Les enseignants ont pris avantage du contexte pour établir des situations crédibles virtuellement, par exemple un journaliste à l’international qui discute avec un lecteur de nouvelles, une jeune adulte à l’étranger qui appelle ses parents ou un couple qui se laisse en Facetime à cause de la distance.

Pour permettre aux étudiants de rester concentrés le plus possible sur les actions et les dialogues spontanés en cours, seuls les caméras et micros des joueurs en action étaient allumés. Si un enfant échappait un verre en vitre dans la maison, les parents/étudiants pouvaient ramasser le dégât et gronder le maladroit ni vu ni connu pendant que les collègues continuaient d’assister à l’échange improvisé.

Soutien des enseignants

Tout au long de ce processus d’adaptation, les enseignants de l’ÉNH ont gardé contact avec leurs étudiants. Ils communiquaient beaucoup avec eux. Monsieur Trottier directeur pédagogique de l’ÉNH a d’ailleurs dit : «les profs ont été extraordinaires dans leur adaptation». Il explique qu’ils ont travaillé très fort pour permettre aux étudiants de réussir leurs cours et d’assimiler la matière. Les humoristes à en devenir ont eu droit à du soutien individuel et personnalisé. Certains d’entre eux ont dû aller travailler pour prêter main forte lors de la crise. D’autres ont des enfants à leur charge qui ne pouvaient plus se rendre à l’école et qui restaient à la maison avec eux. Les enseignants ont pris conscience des réalités de chacun. Ils ont d’ailleurs enregistré des cours magistraux pour que ceux qui ne puissent pas se présenter en temps réel puissent les écouter à un autre moment.

Désormais, les écoles professionnelles peuvent recevoir des étudiants en présentiel pour des cours pratiques. Le premier juin dernier, des étudiants de l’ÉNH sont retournés à l’école en personne. Les méthodes de distanciation sociale et les nouvelles normes d’hygiène sont évidemment respectées. Les apprentis comiques se lavent les mains à l’entrée, se tiennent à deux mètres les uns des autres et portent une visière tout au long de leur passage dans le bâtiment.

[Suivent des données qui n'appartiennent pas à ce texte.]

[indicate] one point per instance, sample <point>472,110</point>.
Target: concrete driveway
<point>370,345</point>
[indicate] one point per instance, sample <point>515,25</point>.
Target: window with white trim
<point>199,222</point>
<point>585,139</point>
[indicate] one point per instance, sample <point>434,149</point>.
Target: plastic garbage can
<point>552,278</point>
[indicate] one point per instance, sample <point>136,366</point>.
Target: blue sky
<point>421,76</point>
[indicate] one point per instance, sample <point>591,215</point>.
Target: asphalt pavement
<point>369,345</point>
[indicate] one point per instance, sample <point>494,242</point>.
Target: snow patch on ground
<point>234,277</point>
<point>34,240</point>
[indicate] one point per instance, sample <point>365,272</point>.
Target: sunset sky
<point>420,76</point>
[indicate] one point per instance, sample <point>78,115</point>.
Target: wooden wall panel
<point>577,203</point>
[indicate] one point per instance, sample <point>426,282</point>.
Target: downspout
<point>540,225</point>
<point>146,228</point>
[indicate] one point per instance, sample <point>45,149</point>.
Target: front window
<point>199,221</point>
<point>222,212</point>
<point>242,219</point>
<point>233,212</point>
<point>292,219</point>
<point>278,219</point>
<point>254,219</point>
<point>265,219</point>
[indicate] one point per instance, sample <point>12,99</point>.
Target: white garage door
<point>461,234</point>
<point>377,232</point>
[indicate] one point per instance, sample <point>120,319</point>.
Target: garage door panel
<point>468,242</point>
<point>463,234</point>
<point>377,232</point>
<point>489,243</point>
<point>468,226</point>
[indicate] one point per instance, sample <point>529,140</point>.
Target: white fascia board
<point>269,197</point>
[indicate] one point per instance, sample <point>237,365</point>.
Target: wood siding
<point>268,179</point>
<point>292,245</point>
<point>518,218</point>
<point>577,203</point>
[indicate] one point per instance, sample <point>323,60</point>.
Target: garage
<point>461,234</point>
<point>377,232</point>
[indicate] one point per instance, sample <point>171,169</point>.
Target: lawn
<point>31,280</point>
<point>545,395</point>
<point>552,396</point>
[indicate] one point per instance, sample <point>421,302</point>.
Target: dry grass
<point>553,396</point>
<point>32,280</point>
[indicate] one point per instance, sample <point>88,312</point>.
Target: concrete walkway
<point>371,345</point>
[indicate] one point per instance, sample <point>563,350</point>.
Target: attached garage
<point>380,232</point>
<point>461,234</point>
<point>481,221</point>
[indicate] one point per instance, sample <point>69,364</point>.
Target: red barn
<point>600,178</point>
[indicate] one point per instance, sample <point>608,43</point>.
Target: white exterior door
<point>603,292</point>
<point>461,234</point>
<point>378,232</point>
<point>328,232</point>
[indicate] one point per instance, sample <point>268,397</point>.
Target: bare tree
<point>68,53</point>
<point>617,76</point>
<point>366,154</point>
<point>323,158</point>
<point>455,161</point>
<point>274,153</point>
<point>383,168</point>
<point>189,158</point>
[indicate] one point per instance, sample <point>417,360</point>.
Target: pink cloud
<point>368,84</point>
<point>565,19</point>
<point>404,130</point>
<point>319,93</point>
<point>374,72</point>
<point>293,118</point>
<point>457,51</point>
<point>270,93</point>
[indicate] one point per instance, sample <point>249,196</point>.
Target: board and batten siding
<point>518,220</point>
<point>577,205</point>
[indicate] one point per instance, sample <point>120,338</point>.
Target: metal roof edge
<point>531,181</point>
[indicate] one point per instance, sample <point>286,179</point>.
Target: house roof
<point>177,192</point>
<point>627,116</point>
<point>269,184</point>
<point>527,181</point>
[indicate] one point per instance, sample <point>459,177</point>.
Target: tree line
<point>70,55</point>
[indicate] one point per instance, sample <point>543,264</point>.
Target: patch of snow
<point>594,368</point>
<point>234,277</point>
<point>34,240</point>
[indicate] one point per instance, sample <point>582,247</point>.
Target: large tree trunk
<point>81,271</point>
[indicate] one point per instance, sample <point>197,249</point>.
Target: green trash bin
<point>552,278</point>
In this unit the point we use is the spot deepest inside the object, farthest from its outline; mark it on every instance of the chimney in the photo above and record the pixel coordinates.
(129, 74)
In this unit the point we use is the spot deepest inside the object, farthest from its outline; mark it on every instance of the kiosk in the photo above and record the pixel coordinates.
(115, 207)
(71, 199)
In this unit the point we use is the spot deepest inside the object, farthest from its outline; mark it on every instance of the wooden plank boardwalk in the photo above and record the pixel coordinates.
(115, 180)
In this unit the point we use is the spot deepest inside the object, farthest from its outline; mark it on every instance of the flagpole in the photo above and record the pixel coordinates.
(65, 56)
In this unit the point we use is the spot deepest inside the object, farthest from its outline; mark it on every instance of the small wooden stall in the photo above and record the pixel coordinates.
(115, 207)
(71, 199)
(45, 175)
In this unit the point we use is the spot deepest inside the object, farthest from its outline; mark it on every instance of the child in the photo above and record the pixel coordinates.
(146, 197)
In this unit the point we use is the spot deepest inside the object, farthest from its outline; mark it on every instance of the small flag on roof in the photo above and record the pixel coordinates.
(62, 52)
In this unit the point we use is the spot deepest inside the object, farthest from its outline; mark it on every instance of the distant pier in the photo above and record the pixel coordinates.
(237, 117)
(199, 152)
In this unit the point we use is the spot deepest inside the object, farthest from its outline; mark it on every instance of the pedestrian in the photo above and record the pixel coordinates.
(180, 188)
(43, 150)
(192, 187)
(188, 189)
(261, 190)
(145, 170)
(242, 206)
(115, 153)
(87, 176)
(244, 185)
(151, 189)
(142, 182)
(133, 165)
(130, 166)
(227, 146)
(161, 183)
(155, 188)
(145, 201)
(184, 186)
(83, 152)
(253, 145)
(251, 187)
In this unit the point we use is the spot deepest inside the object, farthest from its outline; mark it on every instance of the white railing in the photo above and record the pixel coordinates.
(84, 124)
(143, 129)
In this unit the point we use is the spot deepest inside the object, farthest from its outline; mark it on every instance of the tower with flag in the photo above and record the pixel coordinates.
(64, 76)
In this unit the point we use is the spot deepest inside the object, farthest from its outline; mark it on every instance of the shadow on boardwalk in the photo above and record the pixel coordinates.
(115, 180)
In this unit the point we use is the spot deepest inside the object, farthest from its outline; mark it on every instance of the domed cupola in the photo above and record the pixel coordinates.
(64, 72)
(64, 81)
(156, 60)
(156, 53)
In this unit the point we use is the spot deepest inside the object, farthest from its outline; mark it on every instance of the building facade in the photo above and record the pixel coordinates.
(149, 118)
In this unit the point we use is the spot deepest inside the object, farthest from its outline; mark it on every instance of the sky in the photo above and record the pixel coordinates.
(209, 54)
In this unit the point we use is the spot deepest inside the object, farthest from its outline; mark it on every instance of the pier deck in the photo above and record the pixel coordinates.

Photo du cours d’improvisation de la formation professionnelle de création de l’École nationale de l’humour tirée de la page Facebook de l’ÉNH

Apprendre de la France

Un étudiant d’origine française s’est vu obligé de retourner dans son pays natal lorsque la crise sanitaire a éclaté. Depuis le retour des séances en classe, les étudiants québécois sont physiquement présents. Ce jeune homme français qui est encore en Europe dans le moment continue d’assister aux cours de façon virtuelle. Il peut voir le jeu physique de ses collègues  et entendre les commentaires des enseignants en temps réel.

États de santé fragilisés

D’autres étudiants vivent avec une condition de santé qui les rend plus vulnérables face à la Covid-19. Par précaution, ils ne présentent pas physiquement à l’école. Les enseignants continuent de faire un suivi serré avec eux qui, bien souvent, assistent aux cours en direct grâce à l’utilisation des nouvelles technologies.

Retour sur la session

Bien qu’au départ, il a pu sembler difficile de poursuivre la session à distance, monsieur Trottier raconte que tout le monde, autant les étudiants que les professeurs ont mis du sien pour faire de la conclusion de la session quelque chose d’enrichissant et de plaisant. Les mesures d’accommodements ont portées fruit. Aucun étudiant n’a abandonné la session. Les échos des humoristes et auteurs en apprentissages par rapport à la session en temps de pandémie étaient très positifs selon M. Trottier.

Bien que la formation professionnelle ait pu continuer, les cours du soir offerts à tous n’ont pas connu un dénouement aussi positif. En effet, les cours récréatifs se sont vu arrêter complètement. Les participants ont été remboursés pour les séances qui n’ont pas eu lieu.